Now she begins to cry, and I immediately feel guilty about the lipstick, even though I had nothing to do with putting it there. “What about mom labor laws?” she chokes out. “I never knew that when I went into labor with you I’d never get out of it!”
“If Dad hadn’t left . . . ,” I start to say.
“Stop right there! If your dad hadn’t left, we might have killed each other by now. It’s a lose lose, Skeezie, so let’s not go down that road, okay? Let’s just leave it. And now I’ve got to leave. Our two minutes of quality time is up. Please. Find something, anything, just help me out here. Talk to Bobby. He works to help his family out.”
I hate it when she does that. Brings in my friends as role models. It’s so stinkin’ unfair.

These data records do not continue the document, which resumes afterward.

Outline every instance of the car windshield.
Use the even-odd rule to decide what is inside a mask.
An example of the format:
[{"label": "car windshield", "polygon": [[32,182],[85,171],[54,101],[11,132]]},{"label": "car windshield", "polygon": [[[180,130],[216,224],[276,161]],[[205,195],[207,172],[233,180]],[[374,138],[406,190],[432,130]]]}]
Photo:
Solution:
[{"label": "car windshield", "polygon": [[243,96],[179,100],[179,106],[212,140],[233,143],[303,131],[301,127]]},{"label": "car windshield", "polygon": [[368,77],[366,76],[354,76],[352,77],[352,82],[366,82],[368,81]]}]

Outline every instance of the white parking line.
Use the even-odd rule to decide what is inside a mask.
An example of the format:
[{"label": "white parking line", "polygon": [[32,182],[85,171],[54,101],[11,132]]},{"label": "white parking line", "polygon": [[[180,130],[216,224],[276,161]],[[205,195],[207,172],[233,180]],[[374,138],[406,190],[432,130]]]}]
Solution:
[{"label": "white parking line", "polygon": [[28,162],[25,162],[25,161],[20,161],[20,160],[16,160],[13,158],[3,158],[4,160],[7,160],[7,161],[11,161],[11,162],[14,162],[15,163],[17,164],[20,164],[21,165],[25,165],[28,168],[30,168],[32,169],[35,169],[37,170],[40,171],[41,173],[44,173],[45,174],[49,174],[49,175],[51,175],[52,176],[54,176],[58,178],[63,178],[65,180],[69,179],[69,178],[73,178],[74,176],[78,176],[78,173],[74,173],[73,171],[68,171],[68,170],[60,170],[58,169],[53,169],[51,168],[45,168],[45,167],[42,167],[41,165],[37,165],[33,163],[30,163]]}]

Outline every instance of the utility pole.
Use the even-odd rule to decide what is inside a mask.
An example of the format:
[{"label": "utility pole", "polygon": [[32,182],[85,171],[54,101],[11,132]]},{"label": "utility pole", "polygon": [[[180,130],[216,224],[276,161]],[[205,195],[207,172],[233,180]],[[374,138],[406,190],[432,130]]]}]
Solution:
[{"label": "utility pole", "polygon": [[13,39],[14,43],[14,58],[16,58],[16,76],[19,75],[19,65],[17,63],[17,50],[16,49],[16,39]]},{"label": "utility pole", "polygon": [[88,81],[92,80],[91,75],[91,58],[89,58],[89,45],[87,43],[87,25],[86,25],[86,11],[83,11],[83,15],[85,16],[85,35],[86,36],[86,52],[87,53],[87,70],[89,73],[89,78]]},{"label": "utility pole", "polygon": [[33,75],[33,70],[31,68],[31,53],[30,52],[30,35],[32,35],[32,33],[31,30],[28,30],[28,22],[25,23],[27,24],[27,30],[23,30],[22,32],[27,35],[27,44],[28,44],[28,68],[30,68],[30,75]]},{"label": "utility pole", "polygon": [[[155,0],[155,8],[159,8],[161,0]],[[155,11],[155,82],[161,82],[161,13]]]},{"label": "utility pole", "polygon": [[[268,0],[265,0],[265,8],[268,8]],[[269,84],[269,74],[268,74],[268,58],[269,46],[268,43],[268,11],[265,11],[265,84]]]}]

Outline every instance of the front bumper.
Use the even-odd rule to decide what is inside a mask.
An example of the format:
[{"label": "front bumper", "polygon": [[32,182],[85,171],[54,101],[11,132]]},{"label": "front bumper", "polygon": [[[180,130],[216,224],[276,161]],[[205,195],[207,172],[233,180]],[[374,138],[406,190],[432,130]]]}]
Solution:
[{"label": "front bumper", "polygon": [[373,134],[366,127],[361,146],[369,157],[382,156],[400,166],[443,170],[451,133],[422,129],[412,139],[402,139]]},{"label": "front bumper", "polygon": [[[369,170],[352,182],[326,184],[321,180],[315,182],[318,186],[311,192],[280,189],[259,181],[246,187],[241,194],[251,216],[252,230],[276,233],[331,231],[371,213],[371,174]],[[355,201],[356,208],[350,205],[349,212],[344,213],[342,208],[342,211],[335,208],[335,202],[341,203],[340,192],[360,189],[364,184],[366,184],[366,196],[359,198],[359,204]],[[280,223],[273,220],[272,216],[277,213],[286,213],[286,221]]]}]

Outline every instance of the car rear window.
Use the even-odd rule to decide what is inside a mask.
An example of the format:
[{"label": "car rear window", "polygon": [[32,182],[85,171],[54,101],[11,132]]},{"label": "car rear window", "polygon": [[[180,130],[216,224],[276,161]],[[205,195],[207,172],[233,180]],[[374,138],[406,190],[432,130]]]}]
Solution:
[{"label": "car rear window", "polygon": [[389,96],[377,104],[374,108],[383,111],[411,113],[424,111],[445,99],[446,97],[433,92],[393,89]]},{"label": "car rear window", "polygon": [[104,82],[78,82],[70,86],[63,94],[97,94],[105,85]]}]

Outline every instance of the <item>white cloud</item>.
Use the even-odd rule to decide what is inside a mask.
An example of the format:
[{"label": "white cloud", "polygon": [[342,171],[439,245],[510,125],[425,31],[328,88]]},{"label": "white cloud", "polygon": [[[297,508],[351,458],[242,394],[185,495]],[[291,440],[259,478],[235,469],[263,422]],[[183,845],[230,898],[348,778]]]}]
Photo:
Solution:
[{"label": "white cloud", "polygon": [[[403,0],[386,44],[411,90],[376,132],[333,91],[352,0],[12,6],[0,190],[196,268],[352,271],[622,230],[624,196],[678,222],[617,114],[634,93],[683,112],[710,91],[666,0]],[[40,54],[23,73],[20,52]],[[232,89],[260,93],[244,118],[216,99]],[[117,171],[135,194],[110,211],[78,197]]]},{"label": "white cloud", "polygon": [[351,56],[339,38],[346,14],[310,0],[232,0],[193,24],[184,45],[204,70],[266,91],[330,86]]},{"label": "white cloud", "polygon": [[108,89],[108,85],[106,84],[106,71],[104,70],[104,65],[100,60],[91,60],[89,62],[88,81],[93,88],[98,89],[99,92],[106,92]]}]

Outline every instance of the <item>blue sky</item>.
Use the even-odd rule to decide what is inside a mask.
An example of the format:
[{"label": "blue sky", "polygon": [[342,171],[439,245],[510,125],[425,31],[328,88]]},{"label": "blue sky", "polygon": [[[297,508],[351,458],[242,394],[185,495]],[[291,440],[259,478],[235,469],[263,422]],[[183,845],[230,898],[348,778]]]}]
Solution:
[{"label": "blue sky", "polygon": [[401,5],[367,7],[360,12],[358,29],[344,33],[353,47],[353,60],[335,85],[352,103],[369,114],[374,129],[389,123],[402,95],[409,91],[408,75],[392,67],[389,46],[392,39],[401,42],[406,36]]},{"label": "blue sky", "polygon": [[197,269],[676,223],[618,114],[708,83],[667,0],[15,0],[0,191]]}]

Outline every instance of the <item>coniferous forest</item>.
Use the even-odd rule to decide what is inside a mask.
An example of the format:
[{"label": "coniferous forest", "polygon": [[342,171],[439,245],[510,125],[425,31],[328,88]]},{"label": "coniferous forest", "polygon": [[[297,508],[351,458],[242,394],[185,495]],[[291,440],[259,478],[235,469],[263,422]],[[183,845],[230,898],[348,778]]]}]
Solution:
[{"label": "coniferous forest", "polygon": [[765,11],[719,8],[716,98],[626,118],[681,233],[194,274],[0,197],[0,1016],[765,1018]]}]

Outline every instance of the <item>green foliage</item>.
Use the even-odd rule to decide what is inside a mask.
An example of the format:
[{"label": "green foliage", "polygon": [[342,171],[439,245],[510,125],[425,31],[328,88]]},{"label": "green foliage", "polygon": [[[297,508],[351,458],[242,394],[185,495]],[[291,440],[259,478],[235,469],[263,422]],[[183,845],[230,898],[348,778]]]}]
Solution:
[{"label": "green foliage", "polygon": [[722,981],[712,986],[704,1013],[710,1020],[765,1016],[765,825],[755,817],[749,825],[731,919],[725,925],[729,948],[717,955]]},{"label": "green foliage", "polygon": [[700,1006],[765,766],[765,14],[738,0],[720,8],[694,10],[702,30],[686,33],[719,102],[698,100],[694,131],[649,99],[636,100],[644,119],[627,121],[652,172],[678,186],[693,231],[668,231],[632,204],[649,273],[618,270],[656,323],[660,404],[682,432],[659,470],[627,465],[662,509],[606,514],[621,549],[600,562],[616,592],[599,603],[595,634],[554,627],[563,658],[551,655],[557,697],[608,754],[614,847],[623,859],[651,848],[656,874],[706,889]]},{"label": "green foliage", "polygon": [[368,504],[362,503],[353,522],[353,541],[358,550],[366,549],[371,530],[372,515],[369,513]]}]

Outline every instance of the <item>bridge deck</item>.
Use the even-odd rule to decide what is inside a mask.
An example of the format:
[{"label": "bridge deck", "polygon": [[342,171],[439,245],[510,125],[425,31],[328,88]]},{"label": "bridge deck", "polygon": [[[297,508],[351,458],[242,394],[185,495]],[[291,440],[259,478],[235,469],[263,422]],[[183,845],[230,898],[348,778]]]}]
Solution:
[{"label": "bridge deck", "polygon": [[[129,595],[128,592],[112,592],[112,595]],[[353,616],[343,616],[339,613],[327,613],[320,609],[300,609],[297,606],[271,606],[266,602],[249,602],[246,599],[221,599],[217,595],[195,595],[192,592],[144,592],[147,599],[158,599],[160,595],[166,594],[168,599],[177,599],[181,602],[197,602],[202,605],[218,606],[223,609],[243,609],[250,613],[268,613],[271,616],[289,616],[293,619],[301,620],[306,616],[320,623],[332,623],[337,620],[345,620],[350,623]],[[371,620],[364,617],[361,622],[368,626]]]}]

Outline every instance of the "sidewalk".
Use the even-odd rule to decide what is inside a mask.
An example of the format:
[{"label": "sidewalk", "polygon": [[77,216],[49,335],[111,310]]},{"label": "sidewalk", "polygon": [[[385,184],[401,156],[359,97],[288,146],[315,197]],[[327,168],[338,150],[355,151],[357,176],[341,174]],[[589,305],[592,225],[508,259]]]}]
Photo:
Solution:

She glances in the mirror, yanks a tissue off the top of the toilet tank from the crocheted box she made back in better times, and wipes the lipstick off her teeth. And what can I say, she looks so sad and even older than she did two minutes ago that I tell her, “Okay, Mom. I’ll get a job. I’ll help.”
I feel older now, too.
The back door slams. And as soon as she hears the car start up in the driveway, Megan shouts from her bedroom, “What’s for supper? I’m starving!”
I hate my dad s
o much I want to punch the wall. I look into the bathroom mirror, half expecting to see my mom still there, but what I see is my own skinny face with its most recent acne acquisitions and an expression I don’t even recognize. I don’t like the me that’s looking back.
“Spaghetti!” I shout.
“Again?”
Jessie, who’s five and not nine-going-on-twenty-five like Megan, appears out of nowhere, grabs me around my legs, and squeezes real hard. “I love spaghetti!” she says, like it’s “I love you!” I wish my friends could see this moment of Jessie hugging my legs, but not what went before it. I don’t want them to see that. I don’t want them to see the me I just saw in the mirror.